The key reason he abandoned his wish to perform professionally was his inability to memorize multiple scores of music, his wife said, although he would do so for short recitals for friends.

In 1960, he teamed up with Norman Thal, a mechanical engineer and fellow pianist, for public recitals. The two pianists had played together for two years and decided public performances would be an example of musical self-discipline, he said at the time.

His musical interests led to an appointment in 1980 to the Toledo Symphony’s board of trustees. He also served on the board of Planned Parenthood.

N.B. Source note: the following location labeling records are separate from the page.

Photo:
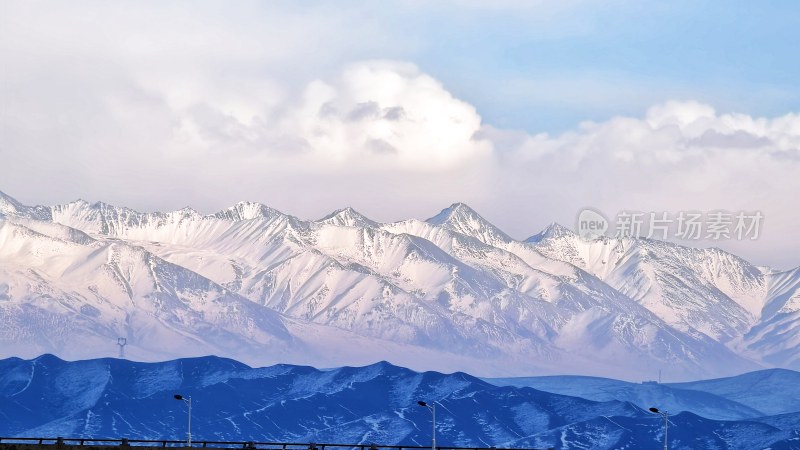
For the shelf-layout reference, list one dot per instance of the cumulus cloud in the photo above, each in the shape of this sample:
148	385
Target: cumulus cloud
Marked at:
212	111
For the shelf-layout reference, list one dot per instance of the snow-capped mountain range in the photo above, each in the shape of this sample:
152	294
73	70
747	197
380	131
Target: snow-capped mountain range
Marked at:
450	293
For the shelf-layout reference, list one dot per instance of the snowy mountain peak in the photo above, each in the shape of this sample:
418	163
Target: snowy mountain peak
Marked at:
553	231
9	206
462	219
347	217
247	211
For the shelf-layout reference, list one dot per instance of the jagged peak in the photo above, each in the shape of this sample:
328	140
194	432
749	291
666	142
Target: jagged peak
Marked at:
9	206
247	211
348	217
453	211
460	218
552	231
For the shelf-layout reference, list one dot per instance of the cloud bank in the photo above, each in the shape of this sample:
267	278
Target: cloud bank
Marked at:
209	113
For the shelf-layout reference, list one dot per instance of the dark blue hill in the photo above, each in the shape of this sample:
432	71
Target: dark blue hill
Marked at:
377	403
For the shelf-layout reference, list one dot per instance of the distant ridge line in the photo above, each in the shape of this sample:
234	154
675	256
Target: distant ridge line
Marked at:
25	443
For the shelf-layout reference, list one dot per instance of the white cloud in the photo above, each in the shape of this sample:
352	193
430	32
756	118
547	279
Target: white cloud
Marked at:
157	107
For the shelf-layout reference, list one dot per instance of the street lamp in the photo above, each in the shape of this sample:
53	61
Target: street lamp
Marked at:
188	401
665	415
433	411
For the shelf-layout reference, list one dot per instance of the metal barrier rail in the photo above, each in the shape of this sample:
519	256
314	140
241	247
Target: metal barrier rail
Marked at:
250	445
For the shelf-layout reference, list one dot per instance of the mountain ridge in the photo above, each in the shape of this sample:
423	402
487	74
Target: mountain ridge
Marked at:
453	286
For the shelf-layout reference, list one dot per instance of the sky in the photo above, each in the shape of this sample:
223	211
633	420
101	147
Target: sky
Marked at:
527	111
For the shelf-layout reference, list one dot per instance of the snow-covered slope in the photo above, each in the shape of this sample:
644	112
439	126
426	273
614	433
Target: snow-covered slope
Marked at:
452	292
112	398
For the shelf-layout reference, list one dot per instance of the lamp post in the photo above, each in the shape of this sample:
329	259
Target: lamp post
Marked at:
665	415
188	401
433	412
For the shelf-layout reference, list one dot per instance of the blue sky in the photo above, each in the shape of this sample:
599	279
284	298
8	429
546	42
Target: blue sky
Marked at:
591	62
527	111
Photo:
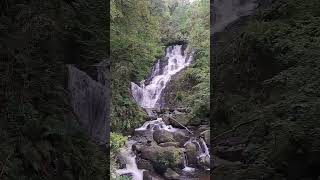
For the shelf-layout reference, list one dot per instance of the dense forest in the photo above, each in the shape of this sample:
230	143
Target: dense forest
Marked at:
141	30
265	102
41	137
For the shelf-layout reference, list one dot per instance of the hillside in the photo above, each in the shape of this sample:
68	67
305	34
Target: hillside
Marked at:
265	98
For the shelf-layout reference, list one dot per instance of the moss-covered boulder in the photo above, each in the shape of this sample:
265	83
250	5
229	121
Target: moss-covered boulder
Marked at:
163	157
162	136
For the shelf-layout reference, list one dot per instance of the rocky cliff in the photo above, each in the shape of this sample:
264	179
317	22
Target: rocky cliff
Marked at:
264	106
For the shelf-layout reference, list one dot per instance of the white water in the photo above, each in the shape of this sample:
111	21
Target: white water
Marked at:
202	148
156	124
127	155
148	95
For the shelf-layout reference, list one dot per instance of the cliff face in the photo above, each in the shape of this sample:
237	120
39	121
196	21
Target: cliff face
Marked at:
90	101
40	135
265	97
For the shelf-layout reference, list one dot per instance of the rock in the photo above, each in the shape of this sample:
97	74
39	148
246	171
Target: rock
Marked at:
206	136
191	152
161	136
203	128
233	153
205	161
163	157
137	147
89	100
165	119
144	164
217	162
181	136
148	175
167	144
183	119
171	174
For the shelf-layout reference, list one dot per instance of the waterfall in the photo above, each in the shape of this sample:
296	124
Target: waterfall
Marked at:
185	163
147	95
156	124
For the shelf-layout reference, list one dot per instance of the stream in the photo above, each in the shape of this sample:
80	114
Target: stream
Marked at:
161	135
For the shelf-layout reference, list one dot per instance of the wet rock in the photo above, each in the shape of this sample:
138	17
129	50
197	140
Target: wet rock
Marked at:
167	144
203	128
171	174
233	153
179	119
191	152
161	136
218	162
144	164
137	147
165	119
148	175
163	157
181	136
205	161
206	136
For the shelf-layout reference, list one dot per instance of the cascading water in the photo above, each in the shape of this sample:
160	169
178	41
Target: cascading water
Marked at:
127	155
147	95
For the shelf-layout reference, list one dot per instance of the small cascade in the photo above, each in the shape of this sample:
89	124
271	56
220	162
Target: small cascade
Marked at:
186	167
147	95
203	150
156	124
128	156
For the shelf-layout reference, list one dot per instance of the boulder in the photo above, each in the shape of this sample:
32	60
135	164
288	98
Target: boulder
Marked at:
179	119
217	162
206	136
137	147
167	144
181	136
163	157
171	174
144	164
191	152
205	161
233	153
148	175
162	136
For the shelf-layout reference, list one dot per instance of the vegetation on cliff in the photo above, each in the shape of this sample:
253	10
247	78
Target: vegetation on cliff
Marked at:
40	136
191	87
266	111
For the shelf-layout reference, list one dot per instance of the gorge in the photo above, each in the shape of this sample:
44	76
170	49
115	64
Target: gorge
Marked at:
171	149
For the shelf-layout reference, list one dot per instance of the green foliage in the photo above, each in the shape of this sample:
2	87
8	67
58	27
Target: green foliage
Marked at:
135	42
117	141
40	138
193	20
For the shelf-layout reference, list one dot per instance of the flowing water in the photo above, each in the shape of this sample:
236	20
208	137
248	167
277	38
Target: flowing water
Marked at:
147	95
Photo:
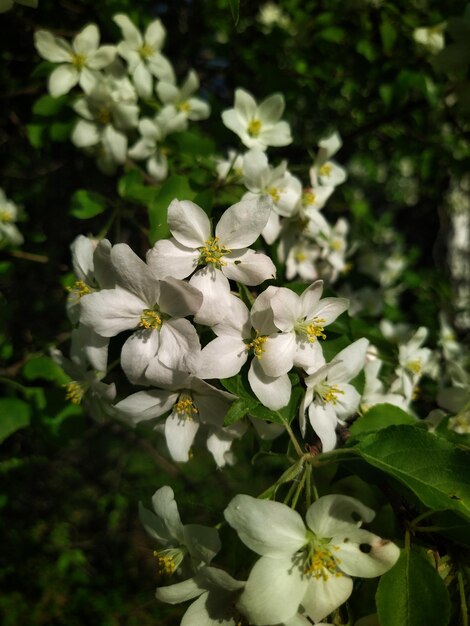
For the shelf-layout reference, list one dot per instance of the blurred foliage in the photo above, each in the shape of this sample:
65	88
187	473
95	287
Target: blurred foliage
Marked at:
72	549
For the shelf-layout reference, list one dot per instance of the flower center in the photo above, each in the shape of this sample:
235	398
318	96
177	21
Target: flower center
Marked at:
6	217
329	393
169	560
274	193
185	407
185	107
146	51
151	319
213	252
78	61
79	289
254	128
414	366
311	329
257	345
325	169
74	391
308	197
319	561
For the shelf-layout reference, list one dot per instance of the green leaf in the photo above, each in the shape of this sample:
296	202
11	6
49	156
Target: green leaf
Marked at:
436	471
235	10
15	414
131	186
86	204
35	133
43	367
238	410
333	34
175	187
412	594
388	34
381	416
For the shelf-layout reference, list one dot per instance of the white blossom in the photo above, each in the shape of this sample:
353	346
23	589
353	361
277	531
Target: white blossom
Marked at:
258	125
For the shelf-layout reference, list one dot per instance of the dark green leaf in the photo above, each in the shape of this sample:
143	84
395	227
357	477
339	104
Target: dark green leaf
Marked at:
43	367
238	410
381	416
14	414
412	594
175	187
436	471
86	204
235	9
47	106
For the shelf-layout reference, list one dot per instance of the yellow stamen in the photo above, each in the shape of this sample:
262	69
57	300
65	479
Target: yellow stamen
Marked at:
331	394
274	193
318	561
254	128
150	319
146	51
213	253
308	197
78	61
75	391
185	107
104	116
185	407
257	345
312	329
414	366
79	289
169	560
6	217
325	169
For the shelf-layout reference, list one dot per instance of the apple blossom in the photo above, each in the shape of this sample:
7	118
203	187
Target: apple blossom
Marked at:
329	397
305	569
79	61
258	125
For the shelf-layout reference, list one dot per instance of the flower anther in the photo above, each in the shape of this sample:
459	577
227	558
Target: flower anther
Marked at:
78	61
254	128
74	391
213	253
151	319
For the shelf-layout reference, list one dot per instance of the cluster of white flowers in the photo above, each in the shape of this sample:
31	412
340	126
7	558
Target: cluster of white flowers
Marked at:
9	233
309	246
122	86
303	573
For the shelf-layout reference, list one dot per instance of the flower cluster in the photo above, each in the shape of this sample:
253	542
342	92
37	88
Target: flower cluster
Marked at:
122	86
304	570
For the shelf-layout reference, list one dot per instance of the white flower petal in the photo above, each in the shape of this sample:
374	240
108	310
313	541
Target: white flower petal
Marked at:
249	267
51	48
179	434
62	79
324	596
275	392
278	356
365	554
273	591
266	527
188	223
170	258
223	357
242	223
110	311
145	405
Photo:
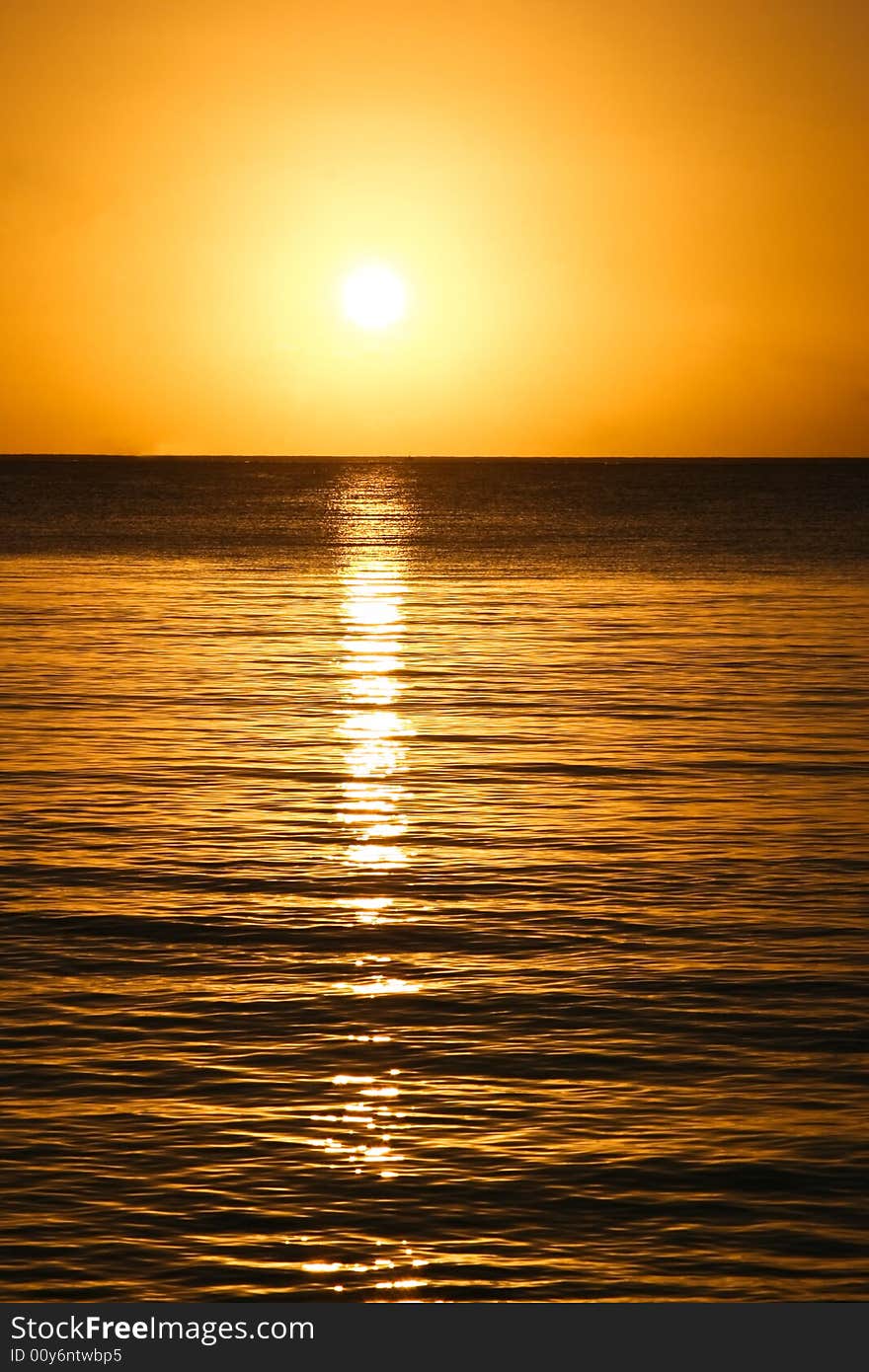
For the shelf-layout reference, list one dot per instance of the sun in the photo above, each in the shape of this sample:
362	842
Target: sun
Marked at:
373	296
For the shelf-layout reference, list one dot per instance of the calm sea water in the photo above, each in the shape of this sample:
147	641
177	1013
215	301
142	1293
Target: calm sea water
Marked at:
435	879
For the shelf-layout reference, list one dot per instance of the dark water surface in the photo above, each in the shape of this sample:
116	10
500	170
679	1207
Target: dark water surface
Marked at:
435	879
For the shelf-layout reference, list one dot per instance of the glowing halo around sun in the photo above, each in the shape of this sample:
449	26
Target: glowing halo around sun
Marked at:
373	296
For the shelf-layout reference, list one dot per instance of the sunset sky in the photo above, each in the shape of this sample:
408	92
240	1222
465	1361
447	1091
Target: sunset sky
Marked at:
625	227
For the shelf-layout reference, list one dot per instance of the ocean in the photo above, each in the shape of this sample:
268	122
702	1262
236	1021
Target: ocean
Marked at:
434	879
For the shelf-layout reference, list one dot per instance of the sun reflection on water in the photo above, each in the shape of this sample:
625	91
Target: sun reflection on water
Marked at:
364	1124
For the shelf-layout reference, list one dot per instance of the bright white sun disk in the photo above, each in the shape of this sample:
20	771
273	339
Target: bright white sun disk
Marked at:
373	296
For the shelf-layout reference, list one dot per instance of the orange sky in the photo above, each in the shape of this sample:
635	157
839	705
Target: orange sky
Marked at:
636	227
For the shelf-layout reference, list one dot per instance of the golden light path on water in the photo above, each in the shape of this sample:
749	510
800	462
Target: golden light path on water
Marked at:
372	734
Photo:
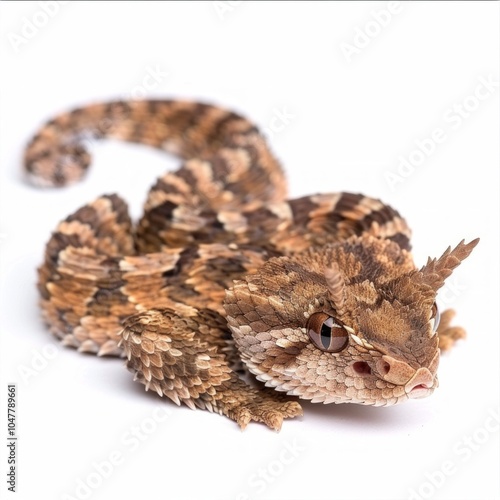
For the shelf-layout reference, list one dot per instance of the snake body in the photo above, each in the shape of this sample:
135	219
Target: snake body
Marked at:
318	297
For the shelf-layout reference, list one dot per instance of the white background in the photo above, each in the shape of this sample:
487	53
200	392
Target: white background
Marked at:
352	120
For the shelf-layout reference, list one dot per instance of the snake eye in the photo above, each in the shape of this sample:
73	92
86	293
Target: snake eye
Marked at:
326	333
434	318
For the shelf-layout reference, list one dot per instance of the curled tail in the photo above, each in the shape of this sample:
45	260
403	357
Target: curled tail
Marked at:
221	146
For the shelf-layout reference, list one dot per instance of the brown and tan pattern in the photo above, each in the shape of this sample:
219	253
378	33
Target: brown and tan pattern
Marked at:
318	297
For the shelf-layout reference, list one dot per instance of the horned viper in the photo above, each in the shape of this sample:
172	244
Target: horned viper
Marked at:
318	297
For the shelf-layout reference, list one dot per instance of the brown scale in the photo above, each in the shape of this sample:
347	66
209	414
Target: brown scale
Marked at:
318	297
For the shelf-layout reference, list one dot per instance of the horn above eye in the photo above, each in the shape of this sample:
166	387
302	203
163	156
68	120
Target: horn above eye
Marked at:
435	316
326	333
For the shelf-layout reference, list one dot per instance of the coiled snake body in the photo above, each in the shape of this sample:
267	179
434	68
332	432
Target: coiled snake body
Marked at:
318	296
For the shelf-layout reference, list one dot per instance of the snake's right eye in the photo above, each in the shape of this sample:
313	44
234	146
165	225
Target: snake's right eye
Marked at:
326	333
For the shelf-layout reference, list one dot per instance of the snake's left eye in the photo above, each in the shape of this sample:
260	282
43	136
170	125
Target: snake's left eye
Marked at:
434	318
326	333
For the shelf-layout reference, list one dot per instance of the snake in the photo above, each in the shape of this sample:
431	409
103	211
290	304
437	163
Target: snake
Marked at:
226	295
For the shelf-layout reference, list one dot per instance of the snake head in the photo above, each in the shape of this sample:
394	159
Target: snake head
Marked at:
350	322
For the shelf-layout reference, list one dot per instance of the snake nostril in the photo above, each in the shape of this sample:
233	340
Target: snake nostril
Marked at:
362	368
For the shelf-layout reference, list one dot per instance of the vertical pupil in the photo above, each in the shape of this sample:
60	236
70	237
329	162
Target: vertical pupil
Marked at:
325	335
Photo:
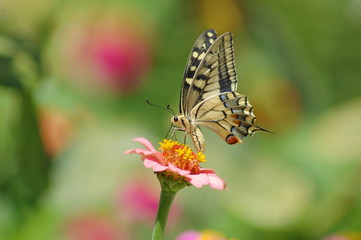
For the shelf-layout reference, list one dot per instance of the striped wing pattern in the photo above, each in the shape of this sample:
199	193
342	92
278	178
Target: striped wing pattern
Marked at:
228	114
200	47
208	96
212	70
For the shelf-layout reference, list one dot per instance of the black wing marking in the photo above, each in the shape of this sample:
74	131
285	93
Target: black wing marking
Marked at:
201	46
215	74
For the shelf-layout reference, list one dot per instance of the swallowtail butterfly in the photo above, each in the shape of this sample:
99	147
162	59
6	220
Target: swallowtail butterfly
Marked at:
208	96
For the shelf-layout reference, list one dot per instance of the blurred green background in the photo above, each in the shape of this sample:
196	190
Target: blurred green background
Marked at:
74	77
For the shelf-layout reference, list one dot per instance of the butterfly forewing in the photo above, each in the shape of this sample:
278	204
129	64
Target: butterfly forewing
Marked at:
200	47
208	96
215	74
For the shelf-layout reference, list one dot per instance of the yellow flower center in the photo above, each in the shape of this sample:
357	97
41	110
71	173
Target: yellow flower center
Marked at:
181	155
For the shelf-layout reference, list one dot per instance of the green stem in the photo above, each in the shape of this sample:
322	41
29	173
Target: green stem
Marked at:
165	202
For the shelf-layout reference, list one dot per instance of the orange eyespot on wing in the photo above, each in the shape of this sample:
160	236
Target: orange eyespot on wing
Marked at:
231	139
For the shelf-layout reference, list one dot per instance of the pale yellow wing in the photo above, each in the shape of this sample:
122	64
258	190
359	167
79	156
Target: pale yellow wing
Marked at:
214	74
228	114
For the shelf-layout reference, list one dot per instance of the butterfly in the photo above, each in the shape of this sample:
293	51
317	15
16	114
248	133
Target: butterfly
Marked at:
208	96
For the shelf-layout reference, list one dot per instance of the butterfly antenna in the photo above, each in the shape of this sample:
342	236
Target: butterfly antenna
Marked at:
170	128
166	109
171	110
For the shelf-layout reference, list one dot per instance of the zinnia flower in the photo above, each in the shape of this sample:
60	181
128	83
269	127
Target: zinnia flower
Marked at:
178	161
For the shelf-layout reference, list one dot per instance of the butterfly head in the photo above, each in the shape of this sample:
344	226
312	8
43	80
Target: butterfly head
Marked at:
180	122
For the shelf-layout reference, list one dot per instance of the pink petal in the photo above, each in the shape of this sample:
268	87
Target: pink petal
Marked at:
216	183
178	170
198	180
138	151
157	167
145	142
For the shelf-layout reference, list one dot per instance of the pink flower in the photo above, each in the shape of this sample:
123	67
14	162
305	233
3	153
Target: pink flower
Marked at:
203	235
179	161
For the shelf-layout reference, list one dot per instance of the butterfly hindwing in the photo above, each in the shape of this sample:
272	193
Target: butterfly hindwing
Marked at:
228	114
208	96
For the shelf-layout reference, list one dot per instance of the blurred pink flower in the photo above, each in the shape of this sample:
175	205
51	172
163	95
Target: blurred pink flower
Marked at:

His wife said he left L-O-F in 1964 because the department head delegated little work, leaving Mr. LaRue with time to slip across the street to a nearby church to practice on its organ.

He joined the legal staff of Armour & Co. in Chicago in 1964 and North American Rockwell in Los Angeles in 1968.

A pending move to Dallas led him to reconnect with L-O-F in 1978. He was named vice president, general counsel, and secretary. He retired in 1987.

Taking after his father, the botanist, he devoted time after retirement to the landscaping at his residence, adding terraces to the slope and planting trees, his wife said.

“He was out there every day in the summer,” she said.

Mr. LaRue enjoyed woodworking and playing tennis at the nearby courts, either doubles or pairs.

He married Jane Stevens Rice in 1956. The couple had two sons before they separated in 1970. He married Ann Lindbloom Relyea a year later.

Surviving are his wife Ann Lindbloom Relyea; Carl Steven and Edward Rice LaRue; stepson, Eric Lindbloom Relyea; stepdaughter, Sarah Flemming, and five grandchildren.

His body was donated to the University of Toledo Medical Center, the former Medical College of Ohio.

Arrangements were by Bersticker-Scott Funeral Home.

There was no visitation, although a memorial service is planned after the holidays in his piano room.

The family suggests tributes to the Toledo Symphony or Planned Parenthood.